Item 8.01. Other Events
"On September 18, 2009, the Company received a formal order of investigation issued by the SEC regarding possible securities laws violations by the Company and/or other persons."
http://www.sec.gov/Archives/edgar/data/1201251/000114420409050122/v161351_8k.htm
No hair-splitting necessary.
Tex,
Probably should've noted that the SB-2 was provided as an example of form, not substance. When I noticed that the thing was for all of 20G's I almost didn't send it but got too lazy to look for another.
An IPO would require a registration, yes. However in this case the registration would not be for a newly listing company but rather to raise capital via the sale of shares of an existing company. There are several types of registration forms applying to different types and sizes of companies:
http://www.sec.gov/about/forms/secforms.htm
By way of example, this SB-2 was filed by Madero, GFGU's predecessor, in 2007 for the issuance of 4,320,000 shares @ $.005/share.
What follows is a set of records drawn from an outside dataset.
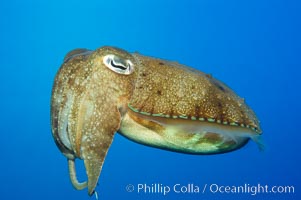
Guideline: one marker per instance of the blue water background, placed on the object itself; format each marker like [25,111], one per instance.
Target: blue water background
[253,46]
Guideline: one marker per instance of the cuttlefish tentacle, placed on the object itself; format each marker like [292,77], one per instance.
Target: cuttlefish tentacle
[72,173]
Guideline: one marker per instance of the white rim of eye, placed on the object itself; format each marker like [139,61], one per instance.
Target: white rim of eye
[118,65]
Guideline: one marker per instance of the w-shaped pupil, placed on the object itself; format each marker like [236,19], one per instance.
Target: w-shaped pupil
[117,66]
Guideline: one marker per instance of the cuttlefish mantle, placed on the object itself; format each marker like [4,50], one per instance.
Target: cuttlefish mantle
[151,101]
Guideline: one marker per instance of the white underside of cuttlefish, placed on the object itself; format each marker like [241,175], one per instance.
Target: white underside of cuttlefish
[151,101]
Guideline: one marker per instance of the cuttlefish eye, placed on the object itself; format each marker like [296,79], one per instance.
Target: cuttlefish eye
[118,65]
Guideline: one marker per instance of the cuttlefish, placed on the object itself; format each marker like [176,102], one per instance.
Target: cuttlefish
[151,101]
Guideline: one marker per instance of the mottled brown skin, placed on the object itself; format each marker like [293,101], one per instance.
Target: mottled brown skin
[90,102]
[178,91]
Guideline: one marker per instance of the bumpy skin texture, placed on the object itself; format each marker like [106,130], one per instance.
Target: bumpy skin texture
[90,103]
[176,91]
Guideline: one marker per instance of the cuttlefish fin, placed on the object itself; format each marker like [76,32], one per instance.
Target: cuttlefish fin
[99,128]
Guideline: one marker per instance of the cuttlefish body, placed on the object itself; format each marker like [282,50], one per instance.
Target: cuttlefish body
[151,101]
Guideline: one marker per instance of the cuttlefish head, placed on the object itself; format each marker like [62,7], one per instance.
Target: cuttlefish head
[89,98]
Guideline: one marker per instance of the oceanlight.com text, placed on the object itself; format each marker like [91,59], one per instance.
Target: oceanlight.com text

http://www.sec.gov/Archives/edgar/data/1398667/000116552707000338/g1778.txt
It's my understanding that, if GFGU were to try to sell common shares on the open market via this type of offering, the 5million+ shares in question could be added (piggy-backed) onto that registration filing, resulting in their no longer being restricted and hence freely tradable. In fact, if I may be so bold as to hazard a guess, I wouldn't be surprised if an offering wasn't already on someone's mind when the deal was struck. Otherwise, what's the value to the restricted shares? We'll see.